Starting Over: Beginning to Rebuild Life at Lifeskills

Lifeskills Testimonial - Dan J - Featured Image

Starting Over: Beginning to Rebuild Life at Lifeskills

Sometimes, you need to start over. You might have a mindset that hasn’t been serving you, a career that isn’t working for you, or a relationship that’s doing more harm than good. But it might be more encompassing than that.

Before going to Lifeskills, every part of my life had been ruptured, and I felt like I was at the end of my rope.

I arrived straight from the hospital after a six-hour drive. It was the second time I’d been involuntarily hospitalized that summer, and my family knew I could not go home. As I came down from the mania in the hospital, I started to see the damage I had done to myself and the people around me. I wasn’t sure if I deserved a second chance, but I knew I couldn’t go on living this way.

I did have some concerns. I was eager to rebuild my life, and while I knew I needed a lot of help, I thought it would be better to do that at home, in the context of a “normal life”. This was my third time going to treatment over the past six years. It is fundamentally uncomfortable to check yourself in and take an extended “time out”, and if it didn’t work the last time, why would Lifeskills be different?

Ultimately, I didn’t fight the decision. After an intense depressive episode followed by a 3-month mania that escalated into psychosis, my career was in shambles, my relationships had been severed or strained, and it felt like even my thoughts had not been my own for many months. Whether I thought it would work or not, I needed that break. I needed help, and I needed to restart.


Dan J Photo

Starting the treatment journey

I was in no state to handle an admissions process, but Lifeskills worked with my family to get me in immediately. My best friend rode down with me. When I arrived, I was given a room in a house with four housemates who were further along in their recovery. We had a kitchen, and this was a pleasant surprise for me—-most treatment centers do not let you make your own food. This ended up being instrumental in my recovery. Being able to shop for myself and determine my own diet gave me a sense of control and independence that I desperately needed.

Soon enough, I met my primary therapist, Sandy, and my family therapist, Esther. This was also something I hadn’t had in treatment before: a dedicated family therapist that I met with every week to help specifically with my relationships. Esther has an Orthodox Jewish background, just like me and my family, which was a huge help in the therapeutic relationship. Through her, I began to understand what my parents went through that summer, building the perspective I needed to strengthen my relationship with them.

Adjusting to life in treatment

Residential treatment centers are generally restrictive: you can’t leave the property alone, there are techs keeping track of your whereabouts, and you have limited phone and internet access. Lifeskills has a phone use policy: you don’t use your personal phone but you can register for a 15-minute phone call slot daily. This structure felt restrictive at first, but through my family therapist, I could have hour-long conversations with the people that most matter in my recovery. Before coming to Lifeskills, I had developed a toxic relationship with social media. When I was depressed, it gave me every excuse not to get out of bed; when I was manic, it overstimulated me and gave me feeds of people to get mad at. Staying silent online was crucial in developing a better relationship with technology and also in giving space to the people I’d hurt.

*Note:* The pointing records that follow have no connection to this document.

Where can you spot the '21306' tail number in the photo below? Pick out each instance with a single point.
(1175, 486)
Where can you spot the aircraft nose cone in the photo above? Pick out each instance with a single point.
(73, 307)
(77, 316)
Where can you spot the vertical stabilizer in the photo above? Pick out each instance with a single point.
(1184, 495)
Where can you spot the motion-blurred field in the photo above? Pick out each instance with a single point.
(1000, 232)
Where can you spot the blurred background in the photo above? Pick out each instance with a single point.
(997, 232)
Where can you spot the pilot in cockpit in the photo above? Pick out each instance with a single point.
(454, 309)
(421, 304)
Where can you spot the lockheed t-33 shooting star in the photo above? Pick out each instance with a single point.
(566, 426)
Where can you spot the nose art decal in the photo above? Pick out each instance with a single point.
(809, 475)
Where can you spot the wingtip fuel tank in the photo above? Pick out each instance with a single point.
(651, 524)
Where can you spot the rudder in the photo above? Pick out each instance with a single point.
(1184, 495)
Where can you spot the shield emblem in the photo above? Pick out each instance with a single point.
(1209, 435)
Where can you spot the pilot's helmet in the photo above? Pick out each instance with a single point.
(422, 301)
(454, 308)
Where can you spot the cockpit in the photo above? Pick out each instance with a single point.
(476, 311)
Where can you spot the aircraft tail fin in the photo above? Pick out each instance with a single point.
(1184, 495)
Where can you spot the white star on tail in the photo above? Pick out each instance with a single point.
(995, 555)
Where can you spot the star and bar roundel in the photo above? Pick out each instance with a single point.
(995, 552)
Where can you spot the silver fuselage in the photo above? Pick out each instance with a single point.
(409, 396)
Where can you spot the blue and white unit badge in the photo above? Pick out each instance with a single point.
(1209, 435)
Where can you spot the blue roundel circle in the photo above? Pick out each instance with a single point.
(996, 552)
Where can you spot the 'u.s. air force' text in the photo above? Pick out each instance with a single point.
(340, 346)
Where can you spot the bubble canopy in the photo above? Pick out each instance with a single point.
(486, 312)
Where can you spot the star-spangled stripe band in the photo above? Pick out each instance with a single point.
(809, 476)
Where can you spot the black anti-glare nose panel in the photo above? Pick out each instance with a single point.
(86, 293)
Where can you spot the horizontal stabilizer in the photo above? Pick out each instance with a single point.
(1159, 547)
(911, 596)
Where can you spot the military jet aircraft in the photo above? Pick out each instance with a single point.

Lifeskills has a very “voluntary” approach to treatment. It is on you to wake up on time, to show up to groups, to take your medications from the nurse. And it’s on you to handle conflicts, stand up for yourself, and request what you need. There are also plenty of additional activities Lifeskills allows you to do, but you don’t have to: you can wake up early and be driven to the gym every morning, you can go to a yoga group, you can swim in the pool, you can go to church on Sundays or Chabad on Friday nights. You can even organize your own events—we put on a movie night and a talent show where I got to perform. It’s an environment where the guardrails are on, but you learn to take responsibility for your own recovery.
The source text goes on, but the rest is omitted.